Free Economic Analysis Paper Essay Sample
On October 20 2010, the Chancellor of the Exchequer (Finance Secretary) of the United Kingdom outlined the government budget in a speech in Parliament. He dwelled on mainly two principles of economics: the causal relationship between our choices today and their consequences years from today and the fact that any choices we make involve opportunity costs. The speech was reported most accurately by The Economist, a premier newspaper published in the United Kingdom.
Mr. George Osborne's main thrust was budget cut of $137billion over the next four years. He explained in his speech the need to accumulate "savings" in the reduction of welfare and defense budgets. Mr. Osborne however reduced cuts in the defense budget because that would leave the UK unable to assert herself on the global scene were huge cuts to limit its capability to project power. Clearly, the benefit of such a choice lies in the future.

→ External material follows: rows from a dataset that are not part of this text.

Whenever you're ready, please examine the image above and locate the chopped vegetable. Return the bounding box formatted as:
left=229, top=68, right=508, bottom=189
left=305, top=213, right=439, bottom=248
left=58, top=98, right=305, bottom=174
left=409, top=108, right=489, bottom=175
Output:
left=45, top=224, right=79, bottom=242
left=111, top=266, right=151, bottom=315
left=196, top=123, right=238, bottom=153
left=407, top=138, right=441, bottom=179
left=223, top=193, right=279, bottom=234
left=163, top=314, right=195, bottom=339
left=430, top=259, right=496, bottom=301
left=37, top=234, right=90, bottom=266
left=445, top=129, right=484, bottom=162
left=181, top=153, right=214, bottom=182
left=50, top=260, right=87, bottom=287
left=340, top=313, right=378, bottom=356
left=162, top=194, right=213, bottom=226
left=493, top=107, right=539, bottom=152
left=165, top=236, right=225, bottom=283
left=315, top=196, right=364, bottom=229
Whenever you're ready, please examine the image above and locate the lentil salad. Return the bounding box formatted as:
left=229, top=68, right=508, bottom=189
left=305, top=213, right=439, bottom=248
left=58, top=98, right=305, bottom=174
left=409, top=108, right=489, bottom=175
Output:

Mr. Osborne outlined what he called 'doing more with less'. However, the opportunity cost in all these cuts announced remain in the areas of implementing preventive justice due to the low budget allocated the Ministry of Justice, for instance.

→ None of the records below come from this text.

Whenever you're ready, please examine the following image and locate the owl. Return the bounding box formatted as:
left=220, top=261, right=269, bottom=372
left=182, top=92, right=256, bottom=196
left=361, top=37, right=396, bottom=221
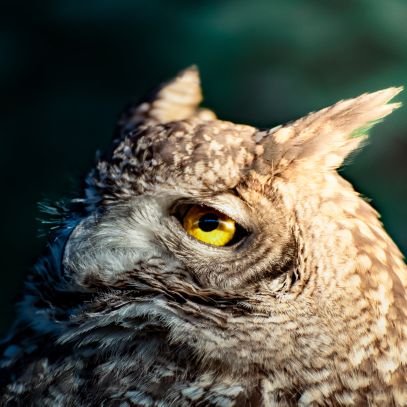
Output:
left=0, top=67, right=406, bottom=407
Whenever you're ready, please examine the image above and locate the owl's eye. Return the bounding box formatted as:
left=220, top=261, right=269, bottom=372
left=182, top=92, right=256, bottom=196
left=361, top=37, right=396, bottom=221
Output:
left=181, top=205, right=247, bottom=247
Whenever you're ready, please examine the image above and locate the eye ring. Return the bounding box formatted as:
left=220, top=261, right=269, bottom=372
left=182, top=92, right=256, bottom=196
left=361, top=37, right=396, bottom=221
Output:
left=179, top=204, right=248, bottom=247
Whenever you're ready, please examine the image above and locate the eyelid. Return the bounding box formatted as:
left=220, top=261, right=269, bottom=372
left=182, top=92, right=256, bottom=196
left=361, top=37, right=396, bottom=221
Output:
left=197, top=196, right=253, bottom=231
left=170, top=193, right=253, bottom=231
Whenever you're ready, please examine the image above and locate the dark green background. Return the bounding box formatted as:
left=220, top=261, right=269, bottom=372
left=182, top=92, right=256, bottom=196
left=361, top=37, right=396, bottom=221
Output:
left=1, top=0, right=406, bottom=334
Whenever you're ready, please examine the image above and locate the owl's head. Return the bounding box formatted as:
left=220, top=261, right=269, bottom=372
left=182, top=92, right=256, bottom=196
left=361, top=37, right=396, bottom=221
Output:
left=33, top=68, right=407, bottom=394
left=63, top=67, right=402, bottom=291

Through the Chancellor's speech, we learn of a Britain that seeks a leaner government, ready to shed off the burden placed on it when it committed itself to a bloated civil service and a costly welfare system considered a safety net for endowed pensioners in the previous government. However, the government's austerity measures may not wait for long without bringing out their consequences in the open. The opportunity cost here is almost one million civil servants who will be redundant as a direct result.
The United Kingdom has made hard and expensive choices in slashing government budgetary allocations in the areas of welfare, defense and in the civil service. The action by the Chancellor of the Exchequer, Mr. George Osborne has brought into the open the consequences as well as the opportunity cost. Cutting the coat according to your size is alright, but it has its drawbacks, as the Chancellor outlined in his speech.